## Load vocab

In [25]:
# This Python 3 environment comes with many helpful analytics libraries installed
# It is defined by the kaggle/python Docker image: https://github.com/kaggle/docker-python
# For example, here's several helpful packages to load

import numpy as np # linear algebra
import pandas as pd # data processing, CSV file I/O (e.g. pd.read_csv)

# Input data files are available in the read-only "../input/" directory
# For example, running this (by clicking run or pressing Shift+Enter) will list all files under the input directory

import os
for dirname, _, filenames in os.walk('/kaggle/input'):
    for filename in filenames:
        print(os.path.join(dirname, filename))

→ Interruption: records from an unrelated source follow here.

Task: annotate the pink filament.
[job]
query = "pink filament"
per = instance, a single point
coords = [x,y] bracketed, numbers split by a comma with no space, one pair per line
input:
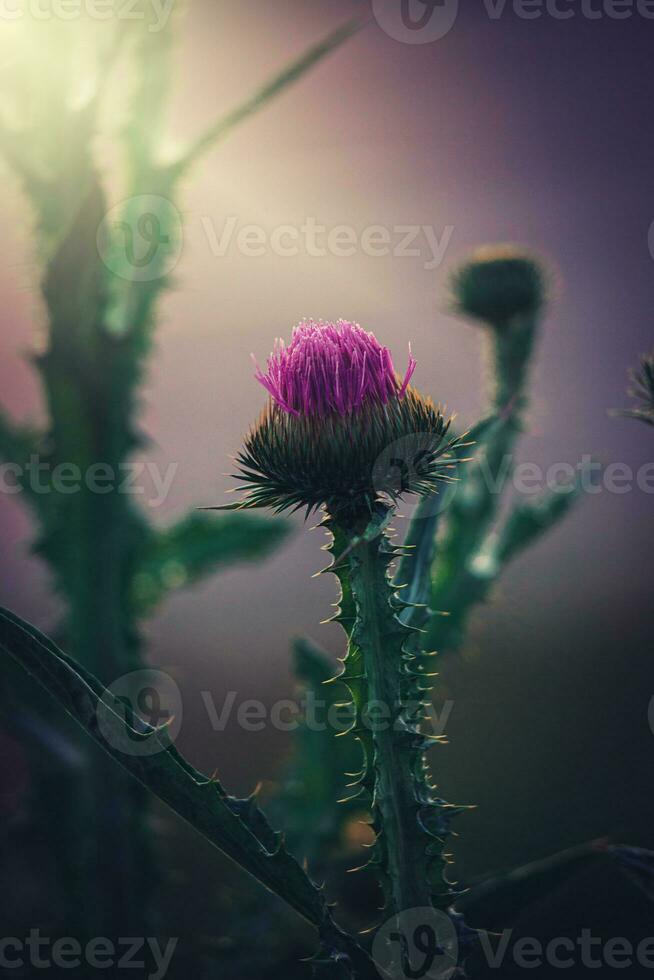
[331,367]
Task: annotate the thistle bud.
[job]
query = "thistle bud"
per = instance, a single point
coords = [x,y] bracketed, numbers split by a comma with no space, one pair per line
[499,283]
[336,406]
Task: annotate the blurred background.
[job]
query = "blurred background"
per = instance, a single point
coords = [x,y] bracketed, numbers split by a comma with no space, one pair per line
[530,131]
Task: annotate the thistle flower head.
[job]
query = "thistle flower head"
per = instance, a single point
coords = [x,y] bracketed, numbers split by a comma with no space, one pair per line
[341,428]
[331,367]
[498,283]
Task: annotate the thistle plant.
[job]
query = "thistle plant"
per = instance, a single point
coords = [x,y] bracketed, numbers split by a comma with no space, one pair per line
[335,386]
[336,406]
[110,564]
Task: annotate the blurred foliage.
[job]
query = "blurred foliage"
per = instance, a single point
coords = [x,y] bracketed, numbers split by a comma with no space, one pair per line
[642,389]
[60,81]
[236,826]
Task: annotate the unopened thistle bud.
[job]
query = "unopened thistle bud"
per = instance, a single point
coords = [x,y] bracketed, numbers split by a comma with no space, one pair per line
[336,411]
[497,284]
[642,389]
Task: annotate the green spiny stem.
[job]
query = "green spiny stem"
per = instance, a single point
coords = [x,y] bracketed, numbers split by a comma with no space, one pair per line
[388,681]
[477,498]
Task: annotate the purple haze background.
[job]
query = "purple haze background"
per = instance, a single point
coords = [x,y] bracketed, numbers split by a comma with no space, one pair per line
[537,132]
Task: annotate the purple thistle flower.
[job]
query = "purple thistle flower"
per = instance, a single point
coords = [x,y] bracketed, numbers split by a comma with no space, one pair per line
[331,367]
[341,430]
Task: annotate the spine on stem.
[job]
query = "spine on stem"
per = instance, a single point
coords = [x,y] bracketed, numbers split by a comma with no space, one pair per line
[389,679]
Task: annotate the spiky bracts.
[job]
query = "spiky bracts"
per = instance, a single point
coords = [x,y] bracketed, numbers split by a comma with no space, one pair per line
[345,462]
[331,367]
[503,287]
[498,283]
[389,682]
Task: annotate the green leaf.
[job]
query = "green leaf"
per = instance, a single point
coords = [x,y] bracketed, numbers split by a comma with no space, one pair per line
[528,522]
[236,827]
[314,780]
[197,546]
[270,90]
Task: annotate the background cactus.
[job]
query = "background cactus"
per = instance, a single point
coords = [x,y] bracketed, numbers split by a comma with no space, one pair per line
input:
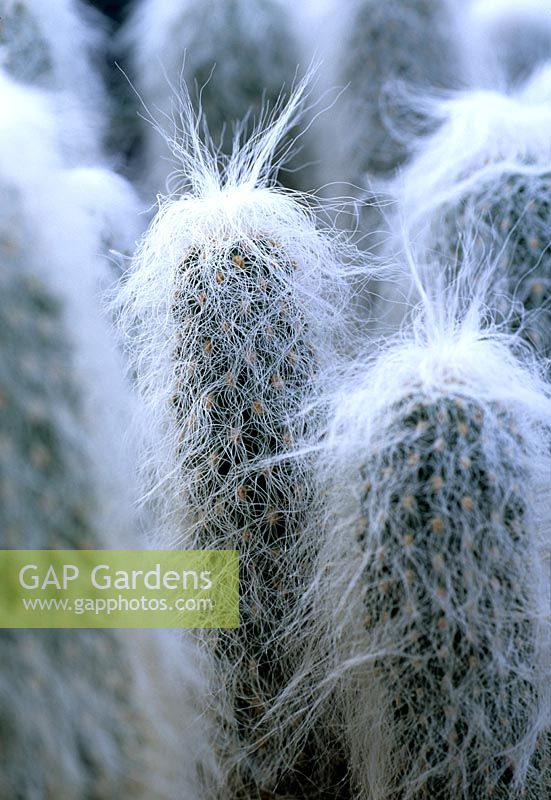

# You can write up to 20GB to the current directory (/kaggle/working/) that gets preserved as output when you create a version using "Save & Run All" 
# You can also write temporary files to /kaggle/temp/, but they won't be saved outside of the current session

/kaggle/input/utilities/merges.txt
/kaggle/input/utilities/vocab.json
/kaggle/input/utilities/place_holder
/kaggle/input/utilities/tiny_stories_vocab.json
/kaggle/input/utils/pytorch/default/1/utils.py
/kaggle/input/gpt2minimodel/pytorch/default/1/gpt2MiniModel.pt
/kaggle/input/gpt2mini/pytorch/default/1/decoder.py
/kaggle/input/gpt2mini/pytorch/default/1/gpt2.py


In [None]:
from datasets import load_dataset

# Load and tokenize
dataset = load_dataset("roneneldan/TinyStories", split="train")
# texts = [sample["text"] for sample in dataset]
texts = [sample["text"] for sample in dataset.select(range(50000))]


In [27]:
print(os.listdir("/kaggle/input"))

['utilities', 'utils', 'gpt2minimodel', 'gpt2mini']


In [28]:
import json
with open("/kaggle/input/utilities/tiny_stories_vocab.json") as f:
    word2idx = json.load(f)
    print(type(word2idx))
    print(list(word2idx.items())[:10])

idx2word = {int(v): k for k, v in word2idx.items()}
pad_id = word2idx["<pad>"]

<class 'dict'>
[('<pad>', 0), ('<unk>', 1), ('<sos>', 2), ('<eos>', 3), ('"', 4), ('""I', 5), ('""No', 6), ('"\'Hello,', 7), ('"\'Let\'s', 8), ('"\'Why', 9)]


In [29]:
print(word2idx["Little"])

8011


## Testing Tokenization

In [30]:
import sys
sys.dont_write_bytecode = True # disabling __pycache__
sys.path.insert(0, '/kaggle/input/utils/pytorch/default/1/')
from utils import Tokenizer
# from utils import clean_text

tokenizer = Tokenizer()
tokenizer.upload_vocab(word2idx)
tokenizer.encode("little")

[33448]

## Testing the Model

In [31]:
# embedding_dim == hidden_size == (D)
# embedding_dim % num_heads == 0
embedding_dim = 64

ff_embedding_dim = 128 # ff_embedding_dim = 4 × embedding_dim
max_seq_len = 10
dropout = 0.1
num_heads = 2
vocab_size = tokenizer.get_vocab_size()
num_layers = 2

In [32]:
print(vocab_size)

57374


In [33]:
sys.path.insert(0, '/kaggle/input/gpt2mini/pytorch/default/1')
from gpt2 import GPT2Model
import torch
import torch.nn as nn

encoded = tokenizer.encode("dog")
input_tensor = torch.tensor(encoded).unsqueeze(0)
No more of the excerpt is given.